Well that was an awful lot of rain. You will have no doubt heard about the floods in eastern Belgium and seen the devastation on the news. Towns that we drove through in spring when we went to that region for a lovely holiday have been reduced to mud, upturned vehicles and rubble, it’s quite astonishing. Here in the centre of the country, perched on a hill on the outskirts of Brussels, we were spared flooding but it rained, and rained, and rained. Climate change is coming home. Thankfully, the weather is improving now, and the sun has come out as I’m writing this on Saturday morning, yes it’s Six on Saturday time:
1 Respite after the rain. The poor chickens have not been enjoying the weather, their feathery feet have been getting soggy, and it’s only now that they are able to come out to roost and wander about. You can see they still look a little put-out.
2 Platycodon grandiflorus. Otherwise known as the balloon flower for its strange buds that swell up as if someone’s blowing into them, before opening out into these bright violet-blue flowers. A white-flowered variety hasn’t yet come into flower. They have been relocated to the cool shades/pond border, where all the plants are thriving in the damp conditions.
3 Dahlia ‘Bora Bora’. A saturated, attention-grabbing pink, this cactus Dahlia is growing well in a large pot next to the veg patch.

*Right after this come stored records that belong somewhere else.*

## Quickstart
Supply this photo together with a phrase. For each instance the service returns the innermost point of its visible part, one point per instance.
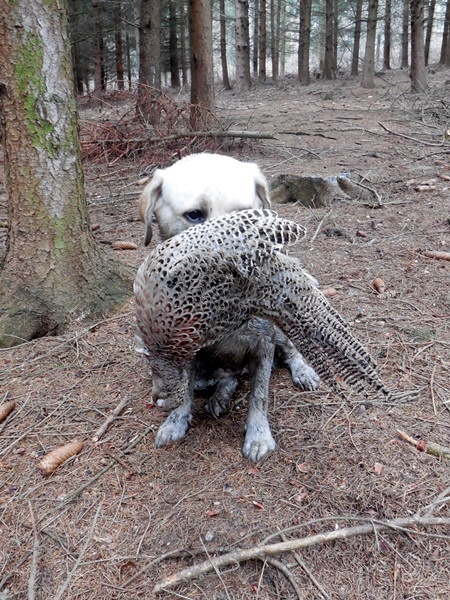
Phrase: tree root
(269, 550)
(428, 447)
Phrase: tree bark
(119, 45)
(274, 36)
(367, 78)
(429, 29)
(223, 45)
(304, 42)
(173, 46)
(202, 78)
(149, 59)
(262, 39)
(418, 72)
(243, 77)
(53, 271)
(255, 38)
(405, 35)
(356, 39)
(98, 53)
(328, 57)
(387, 36)
(445, 47)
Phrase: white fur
(212, 184)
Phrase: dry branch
(439, 254)
(408, 137)
(115, 413)
(6, 408)
(261, 552)
(427, 447)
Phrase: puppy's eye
(194, 216)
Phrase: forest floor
(122, 515)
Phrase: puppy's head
(197, 188)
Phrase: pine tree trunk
(118, 40)
(305, 39)
(387, 36)
(356, 39)
(149, 60)
(98, 53)
(53, 271)
(202, 70)
(243, 77)
(173, 46)
(429, 29)
(405, 34)
(367, 78)
(262, 39)
(418, 70)
(328, 57)
(445, 47)
(255, 38)
(223, 46)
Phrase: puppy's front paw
(304, 377)
(258, 441)
(174, 428)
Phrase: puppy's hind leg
(177, 423)
(258, 438)
(303, 376)
(219, 403)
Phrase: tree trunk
(274, 36)
(387, 36)
(262, 40)
(202, 70)
(184, 23)
(356, 39)
(76, 57)
(418, 72)
(367, 80)
(445, 47)
(243, 77)
(53, 271)
(98, 53)
(128, 54)
(118, 40)
(149, 60)
(328, 57)
(173, 46)
(223, 46)
(405, 34)
(305, 40)
(255, 38)
(429, 30)
(335, 37)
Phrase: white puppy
(198, 188)
(190, 192)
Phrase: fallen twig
(439, 254)
(287, 573)
(35, 555)
(261, 552)
(308, 572)
(408, 137)
(61, 591)
(428, 447)
(115, 413)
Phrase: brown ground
(121, 505)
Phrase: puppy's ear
(152, 192)
(262, 190)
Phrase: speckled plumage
(202, 285)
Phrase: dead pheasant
(196, 289)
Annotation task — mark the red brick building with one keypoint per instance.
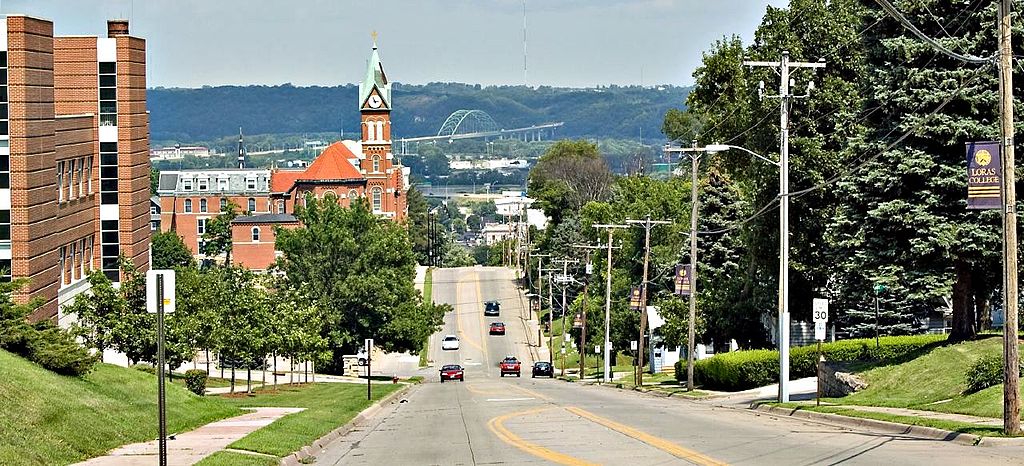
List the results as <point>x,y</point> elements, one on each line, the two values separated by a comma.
<point>349,170</point>
<point>74,157</point>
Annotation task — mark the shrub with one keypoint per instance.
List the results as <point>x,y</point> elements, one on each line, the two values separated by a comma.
<point>751,369</point>
<point>196,381</point>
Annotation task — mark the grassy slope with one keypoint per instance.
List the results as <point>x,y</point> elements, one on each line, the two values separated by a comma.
<point>51,419</point>
<point>936,376</point>
<point>328,406</point>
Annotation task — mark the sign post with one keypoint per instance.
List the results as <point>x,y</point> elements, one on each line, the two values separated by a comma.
<point>370,357</point>
<point>160,300</point>
<point>819,310</point>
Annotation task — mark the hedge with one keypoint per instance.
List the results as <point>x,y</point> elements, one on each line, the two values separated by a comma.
<point>752,369</point>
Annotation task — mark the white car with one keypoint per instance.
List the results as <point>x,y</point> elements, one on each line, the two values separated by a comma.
<point>450,342</point>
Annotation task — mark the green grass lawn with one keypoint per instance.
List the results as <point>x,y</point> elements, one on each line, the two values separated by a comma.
<point>328,407</point>
<point>936,376</point>
<point>50,419</point>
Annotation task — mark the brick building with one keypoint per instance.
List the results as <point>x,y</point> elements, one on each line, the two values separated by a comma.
<point>74,157</point>
<point>349,170</point>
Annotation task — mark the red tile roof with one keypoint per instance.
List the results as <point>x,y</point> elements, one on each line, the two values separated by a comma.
<point>333,163</point>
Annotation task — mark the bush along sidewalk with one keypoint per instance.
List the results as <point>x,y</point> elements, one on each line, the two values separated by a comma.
<point>743,370</point>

I stuck a strip of copper tape around the rim of the pot, and I don’t see any slug damage at all. The same for a pot of Dahlia ‘Antibes’. My conclusion: the copper tape really does seem to work, especially if you make sure the slugs can’t get in from the drainage holes underneath.

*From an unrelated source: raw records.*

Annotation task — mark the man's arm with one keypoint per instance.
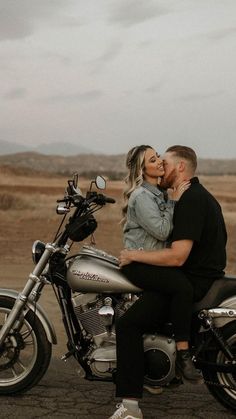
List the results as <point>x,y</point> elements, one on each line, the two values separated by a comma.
<point>176,255</point>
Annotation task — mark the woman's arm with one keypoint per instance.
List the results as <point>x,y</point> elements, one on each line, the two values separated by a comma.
<point>158,223</point>
<point>176,255</point>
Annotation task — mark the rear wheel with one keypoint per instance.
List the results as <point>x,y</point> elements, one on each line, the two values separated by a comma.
<point>224,389</point>
<point>25,354</point>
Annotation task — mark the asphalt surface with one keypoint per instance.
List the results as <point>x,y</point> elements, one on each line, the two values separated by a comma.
<point>63,394</point>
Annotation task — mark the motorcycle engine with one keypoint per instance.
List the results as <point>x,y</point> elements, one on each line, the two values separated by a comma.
<point>96,314</point>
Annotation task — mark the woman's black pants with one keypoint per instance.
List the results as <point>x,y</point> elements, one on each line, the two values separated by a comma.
<point>168,295</point>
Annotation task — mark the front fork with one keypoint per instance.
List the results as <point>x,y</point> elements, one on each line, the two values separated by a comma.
<point>207,316</point>
<point>23,297</point>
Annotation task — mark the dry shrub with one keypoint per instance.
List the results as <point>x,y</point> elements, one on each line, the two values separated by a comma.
<point>10,201</point>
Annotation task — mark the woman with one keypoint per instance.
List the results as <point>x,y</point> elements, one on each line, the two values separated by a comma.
<point>147,225</point>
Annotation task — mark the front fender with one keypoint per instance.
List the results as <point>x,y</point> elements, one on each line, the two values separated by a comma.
<point>39,312</point>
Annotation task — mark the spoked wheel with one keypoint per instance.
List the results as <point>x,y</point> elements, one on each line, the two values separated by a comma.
<point>223,386</point>
<point>25,354</point>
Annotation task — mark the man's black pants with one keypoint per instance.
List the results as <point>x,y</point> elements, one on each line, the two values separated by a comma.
<point>168,296</point>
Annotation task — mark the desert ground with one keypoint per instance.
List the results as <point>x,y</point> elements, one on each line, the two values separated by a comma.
<point>28,212</point>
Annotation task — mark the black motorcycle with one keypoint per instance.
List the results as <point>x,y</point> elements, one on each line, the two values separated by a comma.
<point>92,293</point>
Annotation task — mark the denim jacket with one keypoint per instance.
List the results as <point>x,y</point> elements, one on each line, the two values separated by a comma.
<point>149,219</point>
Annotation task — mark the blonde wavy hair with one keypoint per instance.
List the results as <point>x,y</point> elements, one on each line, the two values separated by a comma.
<point>135,165</point>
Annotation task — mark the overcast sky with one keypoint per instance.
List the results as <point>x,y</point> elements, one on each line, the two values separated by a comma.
<point>110,74</point>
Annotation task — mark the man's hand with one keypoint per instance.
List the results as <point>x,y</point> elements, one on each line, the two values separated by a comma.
<point>125,257</point>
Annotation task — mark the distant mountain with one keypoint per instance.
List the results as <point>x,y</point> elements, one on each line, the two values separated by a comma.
<point>64,149</point>
<point>60,149</point>
<point>9,148</point>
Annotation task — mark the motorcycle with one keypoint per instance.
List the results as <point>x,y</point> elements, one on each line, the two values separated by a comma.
<point>93,293</point>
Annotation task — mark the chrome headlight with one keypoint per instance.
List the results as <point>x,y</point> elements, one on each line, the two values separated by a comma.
<point>37,251</point>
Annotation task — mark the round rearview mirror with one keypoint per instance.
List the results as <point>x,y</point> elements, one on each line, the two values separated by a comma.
<point>75,179</point>
<point>100,182</point>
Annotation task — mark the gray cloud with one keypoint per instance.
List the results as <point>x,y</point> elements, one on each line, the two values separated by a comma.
<point>154,88</point>
<point>197,97</point>
<point>111,52</point>
<point>17,93</point>
<point>222,33</point>
<point>18,18</point>
<point>132,12</point>
<point>89,95</point>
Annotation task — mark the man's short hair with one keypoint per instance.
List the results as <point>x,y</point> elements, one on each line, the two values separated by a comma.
<point>184,152</point>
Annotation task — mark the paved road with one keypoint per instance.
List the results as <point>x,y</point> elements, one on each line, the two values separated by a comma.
<point>62,394</point>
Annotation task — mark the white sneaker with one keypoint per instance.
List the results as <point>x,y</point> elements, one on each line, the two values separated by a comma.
<point>123,413</point>
<point>153,389</point>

4 Hakonechloa macra ‘All Gold’. A bright splash of chartreuse makes for great edging for the cool shades border. This grass completely disappeared over winter, leading me to wonder if it had died, but it reappeared timidly in spring, and it’s been gradually getting shaggier and shaggier as the season progresses. A Japanese forest grass, it loves the wet.

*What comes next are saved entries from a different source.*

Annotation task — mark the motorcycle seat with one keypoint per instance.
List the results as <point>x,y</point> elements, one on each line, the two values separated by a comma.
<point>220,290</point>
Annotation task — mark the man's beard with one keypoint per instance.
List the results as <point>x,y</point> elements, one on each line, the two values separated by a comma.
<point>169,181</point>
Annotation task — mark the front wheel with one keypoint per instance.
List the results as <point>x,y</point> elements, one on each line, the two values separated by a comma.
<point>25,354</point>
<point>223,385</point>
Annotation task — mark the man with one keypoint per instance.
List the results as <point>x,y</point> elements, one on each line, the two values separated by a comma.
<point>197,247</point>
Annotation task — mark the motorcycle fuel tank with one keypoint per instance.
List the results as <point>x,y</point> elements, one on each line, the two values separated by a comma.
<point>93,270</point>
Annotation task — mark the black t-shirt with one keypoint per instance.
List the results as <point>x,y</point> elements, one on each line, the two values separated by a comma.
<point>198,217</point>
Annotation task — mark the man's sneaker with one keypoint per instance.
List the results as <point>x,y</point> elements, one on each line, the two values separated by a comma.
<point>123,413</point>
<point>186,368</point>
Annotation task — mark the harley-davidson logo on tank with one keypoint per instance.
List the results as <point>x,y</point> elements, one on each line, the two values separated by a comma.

5 Geranium ‘Rozanne’. This one needs no introduction, as it’s become one of the most popular geraniums around, with good reason – it’s got real flower-power. However, I am not entirely happy with this upper end of the cool shades border, essentially a steep, rubbly slope with shallow soil. I feel Rozanne needs a contrast, though she hasn’t left much space for one. I’m also annoyed that the pink Japanese anemones that I dug up last year have returned, uninvited (top right corner). Finally a pot of Collarette Dahlias have totally been decimated by slugs (no copper tape on this one), so I’m going to replant, maybe with a few ferns I have to spare. Anyone got any other slug-proof ideas for pots in part-shade?
6 Potato harvest. The first potato crop, growing in repurposed compost bags as part of a space-saving experiment. The verdict? Well, these are still rather small – perhaps because they are congested, or perhaps it’s just a little early – these are King Edwards, so have a long growing season. The taste test? Absolutely magnificent, I haven’t tasted a potato this good, with such earthy creaminess, since the last home-grown one. I’m curious to see how Fred, a French gardener’s bin-grown potatoes turned out – he has been conducting a similar experiment.
I’m looking forward to some sunshine and gardening time, as it’s been impossible to do much this last week. You’ll find more sixes from around the world on The Propagator’s blog. Have a great weekend everyone, whatever the weather throws at you.